У Теодорины Буссардель эти перемены, особенно заметные из-за ее маленького роста, подчеркивали все то, что всегда было непривлекательным в ее лице и с недавнего времени придавало ему грустное и усталое выражение. Маленькая амазонка буржуазии, которой старик Буссардель восхищался в достопамятные дни сорок восьмого года, исчезла, заплыла жиром, да и весь ее внутренний облик затянула житейская тина.
Между ней и Амели всегда был молчаливый союз. При всем различии в возрасте, в манерах и, главное, в породе - ибо у дочери прядильщика Бизью была душевная тонкость, которой дочь господ Клапье не обладала, - у этих двух женщин была схожая судьба. В огромном особняке на авеню Ван-Дейка, где их мужья появлялись лишь затем, чтобы поесть и поспать, обе они жили одиноко. Но ни по их виду, а тем более из их слов нельзя было понять, является ли это для них горем; Амели была почти покинута мужем, но считала это естественным, такие же отношения она видела и в других семействах; а если ее свекровь и казалась иногда грустной, нельзя было угадать, из-за чего или ин на кого она страдает.
Теодорина Буссардель принадлежала к числу тех женщин, которые не ищут откровенных признаний и даже не вызывают желания излить им душу; Амели со своей стороны тоже не была экспансивной натурой. Однако после их обеда с глазу на глаз в прелестном будуаре с лепными украшениями, в которых оживали воспоминания об особняке Вилетта, им все же пришлось побеседовать по очень щекотливому вопросу, требовавшему определенных решений.

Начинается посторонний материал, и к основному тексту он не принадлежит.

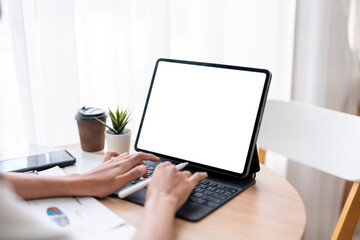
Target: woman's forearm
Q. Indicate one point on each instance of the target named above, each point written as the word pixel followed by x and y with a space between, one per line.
pixel 30 186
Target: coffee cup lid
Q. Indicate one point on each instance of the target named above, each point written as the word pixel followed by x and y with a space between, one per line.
pixel 88 114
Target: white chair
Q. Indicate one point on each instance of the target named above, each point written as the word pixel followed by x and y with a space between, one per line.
pixel 323 139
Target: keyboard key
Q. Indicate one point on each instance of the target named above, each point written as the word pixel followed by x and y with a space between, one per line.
pixel 219 196
pixel 200 201
pixel 211 204
pixel 212 199
pixel 229 189
pixel 198 194
pixel 208 192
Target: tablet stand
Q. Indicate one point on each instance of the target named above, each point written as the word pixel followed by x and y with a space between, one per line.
pixel 255 165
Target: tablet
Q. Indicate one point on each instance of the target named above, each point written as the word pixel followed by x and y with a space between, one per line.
pixel 203 113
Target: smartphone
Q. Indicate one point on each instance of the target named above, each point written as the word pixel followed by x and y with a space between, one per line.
pixel 38 162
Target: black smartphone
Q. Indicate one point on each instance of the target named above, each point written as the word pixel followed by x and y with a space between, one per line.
pixel 38 162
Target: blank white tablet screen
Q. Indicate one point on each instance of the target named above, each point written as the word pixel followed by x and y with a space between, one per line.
pixel 202 114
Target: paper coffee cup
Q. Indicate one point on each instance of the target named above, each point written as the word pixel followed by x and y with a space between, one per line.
pixel 91 131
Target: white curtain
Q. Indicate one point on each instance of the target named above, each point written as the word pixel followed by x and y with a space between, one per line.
pixel 70 53
pixel 326 73
pixel 59 55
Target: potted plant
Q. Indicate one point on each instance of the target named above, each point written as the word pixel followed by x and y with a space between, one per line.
pixel 118 137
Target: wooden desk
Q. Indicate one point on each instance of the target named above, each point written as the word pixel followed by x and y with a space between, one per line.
pixel 271 209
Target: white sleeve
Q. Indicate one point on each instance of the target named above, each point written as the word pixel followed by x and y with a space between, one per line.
pixel 17 222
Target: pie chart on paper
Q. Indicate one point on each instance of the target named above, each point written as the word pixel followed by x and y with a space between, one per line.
pixel 57 216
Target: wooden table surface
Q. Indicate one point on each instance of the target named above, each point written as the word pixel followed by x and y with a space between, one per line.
pixel 271 209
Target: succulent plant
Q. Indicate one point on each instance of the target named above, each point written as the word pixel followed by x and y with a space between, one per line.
pixel 119 120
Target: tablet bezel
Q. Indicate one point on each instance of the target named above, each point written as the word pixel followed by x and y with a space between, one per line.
pixel 256 127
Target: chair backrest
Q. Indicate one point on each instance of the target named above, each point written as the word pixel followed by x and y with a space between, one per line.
pixel 323 139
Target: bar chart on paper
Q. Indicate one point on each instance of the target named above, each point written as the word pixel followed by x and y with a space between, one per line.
pixel 79 216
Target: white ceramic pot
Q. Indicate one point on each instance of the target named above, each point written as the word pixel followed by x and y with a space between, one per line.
pixel 118 142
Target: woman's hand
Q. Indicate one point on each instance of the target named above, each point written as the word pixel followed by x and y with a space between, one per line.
pixel 170 185
pixel 113 173
pixel 167 192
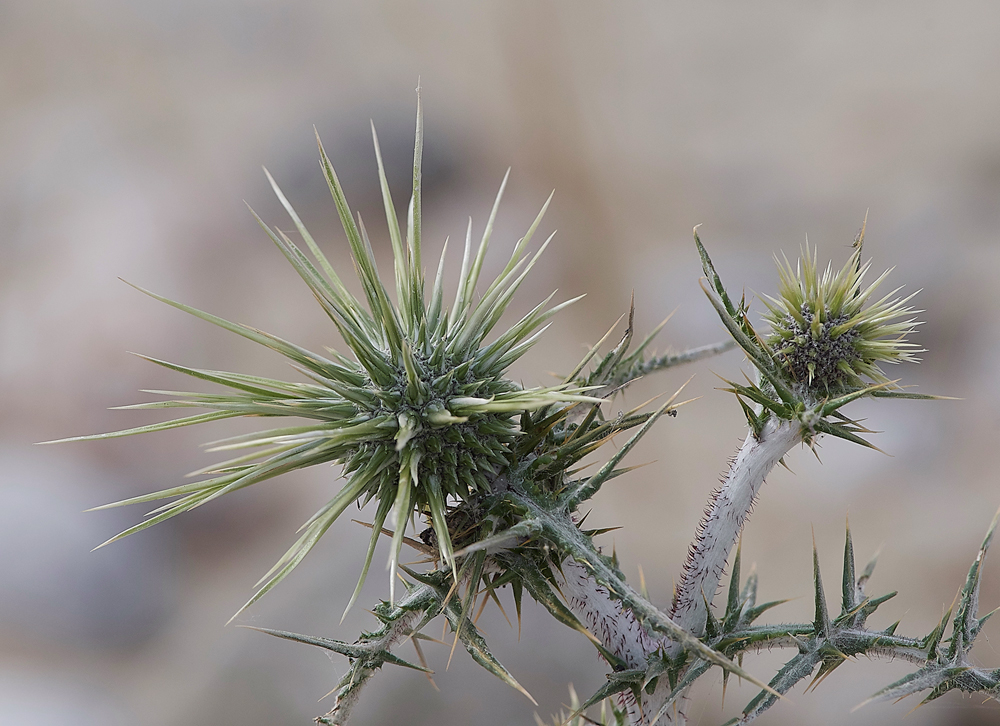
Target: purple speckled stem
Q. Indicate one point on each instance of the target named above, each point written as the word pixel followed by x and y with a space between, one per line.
pixel 727 510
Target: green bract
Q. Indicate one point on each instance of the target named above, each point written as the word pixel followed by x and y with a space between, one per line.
pixel 824 336
pixel 422 393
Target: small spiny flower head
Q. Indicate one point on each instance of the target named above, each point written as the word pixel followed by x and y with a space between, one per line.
pixel 827 334
pixel 419 412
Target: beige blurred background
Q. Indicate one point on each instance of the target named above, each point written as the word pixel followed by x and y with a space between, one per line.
pixel 130 133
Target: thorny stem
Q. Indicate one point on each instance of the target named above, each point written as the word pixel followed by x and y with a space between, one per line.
pixel 728 509
pixel 614 625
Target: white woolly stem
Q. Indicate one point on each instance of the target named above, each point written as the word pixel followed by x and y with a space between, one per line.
pixel 618 630
pixel 728 509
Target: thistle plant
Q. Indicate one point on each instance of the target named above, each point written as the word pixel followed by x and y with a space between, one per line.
pixel 418 413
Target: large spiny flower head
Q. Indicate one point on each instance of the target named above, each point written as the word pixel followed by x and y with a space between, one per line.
pixel 827 334
pixel 419 415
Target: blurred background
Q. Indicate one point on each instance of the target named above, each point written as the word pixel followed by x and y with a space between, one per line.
pixel 131 133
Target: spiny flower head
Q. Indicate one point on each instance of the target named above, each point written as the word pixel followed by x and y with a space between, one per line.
pixel 420 413
pixel 825 332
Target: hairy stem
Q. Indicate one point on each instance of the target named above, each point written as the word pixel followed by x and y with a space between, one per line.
pixel 727 510
pixel 614 625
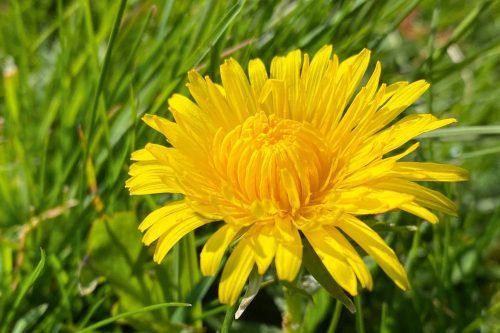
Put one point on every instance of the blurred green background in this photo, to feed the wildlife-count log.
(78, 75)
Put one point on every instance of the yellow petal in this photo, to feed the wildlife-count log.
(419, 211)
(329, 252)
(366, 200)
(405, 96)
(394, 137)
(141, 155)
(236, 272)
(352, 257)
(151, 177)
(420, 171)
(264, 247)
(355, 68)
(423, 196)
(289, 250)
(375, 246)
(312, 74)
(258, 76)
(214, 248)
(238, 93)
(172, 232)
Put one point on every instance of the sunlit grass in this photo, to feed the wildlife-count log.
(69, 121)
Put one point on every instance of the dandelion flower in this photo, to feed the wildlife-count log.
(297, 152)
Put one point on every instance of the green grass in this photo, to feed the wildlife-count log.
(78, 75)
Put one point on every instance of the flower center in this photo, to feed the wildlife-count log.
(273, 165)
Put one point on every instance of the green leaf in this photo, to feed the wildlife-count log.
(462, 133)
(115, 251)
(129, 314)
(23, 290)
(315, 266)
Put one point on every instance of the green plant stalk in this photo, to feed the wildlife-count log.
(229, 318)
(332, 327)
(292, 318)
(194, 277)
(100, 85)
(128, 314)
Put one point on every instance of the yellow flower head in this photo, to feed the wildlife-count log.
(290, 154)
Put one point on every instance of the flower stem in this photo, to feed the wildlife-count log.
(336, 316)
(292, 317)
(228, 318)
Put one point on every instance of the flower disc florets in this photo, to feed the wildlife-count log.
(300, 152)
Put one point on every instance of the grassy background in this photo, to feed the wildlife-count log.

Несмотря на глубокую деликатность свекрови, этот вечер был для Амели началом долгих и тяжких испытаний. На следующий день Теодорина, выступив в защиту снохи перед остальными Буссарделями, убедила каждого в доме делать вид, что ему ничего не известно, и таким образом щадить достойную всяческого уважения стыдливость несчастной молодой женщины. Но Амели видела, что взгляды ее родных останавливаются на ней с каким-то новым выражением; сначала она это заметила у своего свекра, затем у мужа и у его тетушек. Каждому из них казалось, что он не дал ей почувствовать ничего неприятного, а между тем она угадывала по их лицам, что ее ужасная тайна обошла всех членов семейства. Амели трепетала, боясь, как бы по нескромности, вполне возможной между братьями, не узнал об этом и Эдгар; но сколько она ни наблюдала за ним, ничто в его поведении не указывало, что он все знает.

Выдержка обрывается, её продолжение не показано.